Learning and control for complex multiagent systems
View/ Open
Date
2023-12-06Author
Donge, Vrushabh S
0000-0003-0606-2803
Metadata
Show full item recordAbstract
**Please note that the full text is embargoed until 02/01/2025** Complex multiagent systems (MASs) are pervasive in various fields, from power system networks, and autonomous robotics to traffic management, where groups of agents
interact to achieve collective objectives. Effective coordination and control of such systems
pose significant challenges due to their inherent complexity and the need for adaptive, efficient strategies. This dissertation explores combining data-driven approaches, reinforcement
learning (RL), and control theory to address these challenges. We present novel methodologies for learning and controlling complex MASs, emphasizing the development
of adaptive algorithms that can autonomously adapt to dynamic environments, collaborate
with other agents, and optimize system-wide performance. Our findings offer promising insights into creating intelligent MASs that can operate efficiently and effectively in diverse
applications.
This thesis navigates the intricate realm of large-scale systems, focusing on MAS and complex nonlinear structures. It introduces innovative methodologies rooted in inverse
RL to tackle challenges ranging from uncovering unknown cost functions to enabling data-efficient optimal control within MAS frameworks.
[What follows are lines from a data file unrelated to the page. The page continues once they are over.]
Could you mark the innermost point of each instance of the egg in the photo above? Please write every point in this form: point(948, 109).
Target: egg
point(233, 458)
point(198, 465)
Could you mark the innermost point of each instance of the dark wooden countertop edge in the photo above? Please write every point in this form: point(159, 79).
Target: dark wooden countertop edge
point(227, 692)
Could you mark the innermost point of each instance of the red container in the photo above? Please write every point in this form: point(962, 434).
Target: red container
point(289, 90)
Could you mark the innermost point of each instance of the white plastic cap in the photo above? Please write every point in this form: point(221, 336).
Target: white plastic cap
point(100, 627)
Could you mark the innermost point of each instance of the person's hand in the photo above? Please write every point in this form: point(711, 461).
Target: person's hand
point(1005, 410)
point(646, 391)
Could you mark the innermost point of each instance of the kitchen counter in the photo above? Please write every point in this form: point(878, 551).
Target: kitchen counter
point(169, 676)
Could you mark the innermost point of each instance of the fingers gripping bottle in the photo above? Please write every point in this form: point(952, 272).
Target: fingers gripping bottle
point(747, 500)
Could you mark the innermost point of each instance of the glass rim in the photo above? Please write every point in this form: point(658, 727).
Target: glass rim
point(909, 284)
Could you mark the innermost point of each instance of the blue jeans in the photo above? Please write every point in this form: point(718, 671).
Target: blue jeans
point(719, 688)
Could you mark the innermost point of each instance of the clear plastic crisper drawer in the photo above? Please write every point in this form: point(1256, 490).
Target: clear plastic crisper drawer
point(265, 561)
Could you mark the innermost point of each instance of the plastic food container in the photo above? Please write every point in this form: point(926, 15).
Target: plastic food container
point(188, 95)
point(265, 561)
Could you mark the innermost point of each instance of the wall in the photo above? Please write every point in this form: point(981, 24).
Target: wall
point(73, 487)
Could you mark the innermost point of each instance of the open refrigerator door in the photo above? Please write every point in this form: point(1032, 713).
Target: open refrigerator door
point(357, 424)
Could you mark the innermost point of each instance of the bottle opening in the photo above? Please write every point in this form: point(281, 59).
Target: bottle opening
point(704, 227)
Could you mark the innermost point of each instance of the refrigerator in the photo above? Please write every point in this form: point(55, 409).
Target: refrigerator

The research begins by unveiling an inverse RL algorithm designed for graphical apprentice games in MAS. This algorithm employs an inner-loop optimal control update and an outer-loop inverse optimal control (IOC) update as subproblems, where reward functions that the learner MAS finds are proven to be both stabilizing and non-unique. A simulation study of DC microgrid validates the effectiveness of this approach. Expanding the scope, the thesis explores the application of decomposition principles to discrete-time RL for optimal control in networked subsystems. Here, a model-free algorithm based on online
behaviors is enhanced by employing dynamic mode decomposition (DMD) to handle larger networks, validated through consensus and power system networks.
Additionally, the work advances a data-efficient model-free RL algorithm using Koopman operators for complex nonlinear systems. This methodology lifts the nonlinear system into a linear model, deriving an off-policy Bellman equation that reduces data requirements for optimal control learning. Validation within power system excitation control demonstrates its efficacy. Furthermore, the thesis addresses reward-shaping challenges in large-scale MAS using inverse RL, proposing a scalable model-free algorithm. Leveraging DMD, this approach significantly diminishes data requirements while ensuring algorithm
convergence, stability, and the non-uniqueness of state-reward weights. Validation in a large-scale consensus network confirms the method’s efficacy through comparisons of data sizes and computational time for reward shaping.
Through these diverse methodologies and validations across various complex systems, this thesis not only contributes theoretical advancements but also offers practical solutions for managing, controlling, and shaping behaviors within intricate large-scale networked systems.